UW-Madison faculty discussed ways to improve programs for first-year and transfer students at the annual First-Year Conference Friday.
Dr. Jennifer Keup, director of the National Resource Center for First-Year Experience and Students in Transition, said universities nationwide should integrate learning communities, diversity training and undergraduate research into their curriculum. She said these are among guidelines that can help first-year students succeed.
"We are basically creating educated and engaged citizens for the future that we feel can contribute economically, socially and personally," Keup said.
Keup said examples of these practices include the Go Big Read program and the First-Year Interest Group program, which allows freshmen to meet other students by placing them in the same, intimate seminar courses.
Also at the conference, faulty dispersed into breakout sessions focusing on different aspects of the first-year experience.
In one session, Senior Policy and Planning Analyst Clare Huhn discussed strategies to increase the number of transfer students to UW-Madison.

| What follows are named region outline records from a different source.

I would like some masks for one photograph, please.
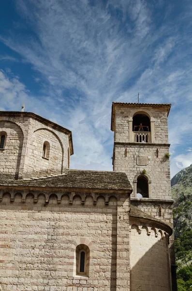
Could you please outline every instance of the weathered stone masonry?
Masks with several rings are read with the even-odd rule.
[[[0,112],[0,290],[177,291],[169,109],[113,103],[113,172],[69,169],[70,130]]]

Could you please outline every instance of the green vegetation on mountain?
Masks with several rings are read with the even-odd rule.
[[[192,164],[171,181],[178,291],[192,291]]]

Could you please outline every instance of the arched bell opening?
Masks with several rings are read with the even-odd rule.
[[[144,176],[139,176],[137,180],[137,197],[148,197],[148,179]]]
[[[137,114],[133,118],[133,131],[150,132],[150,118],[144,114]]]

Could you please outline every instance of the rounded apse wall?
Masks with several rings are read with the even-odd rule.
[[[131,291],[170,291],[168,235],[136,224],[130,231]]]

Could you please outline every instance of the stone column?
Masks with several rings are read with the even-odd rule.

Huhn said the university will increase its partnerships with two-year colleges, rather than four-year institutions, for recruitment of transfer students.
Huhn argued partnerships with two-year institutions are more effective because students from four-year schools have already established a sense of belonging in their current colleges.
She said while the university currently enrolls around 1,700 transfer students per year, she hopes to see an increase to 1,850 students annually by 2015.
Participants in another session discussed changes the university will make to the SOAR programming.
UW-Madison Center for the First-Year Experience Assistant Director Annette McDaniel said SOAR will allot two days of academic advising instead of the current model that only has one. Coordinator of First-Year Programs David Laur said the change should prevent students from feeling rushed when they choose classes and it gives them the opportunity to discuss class options with parents and guests.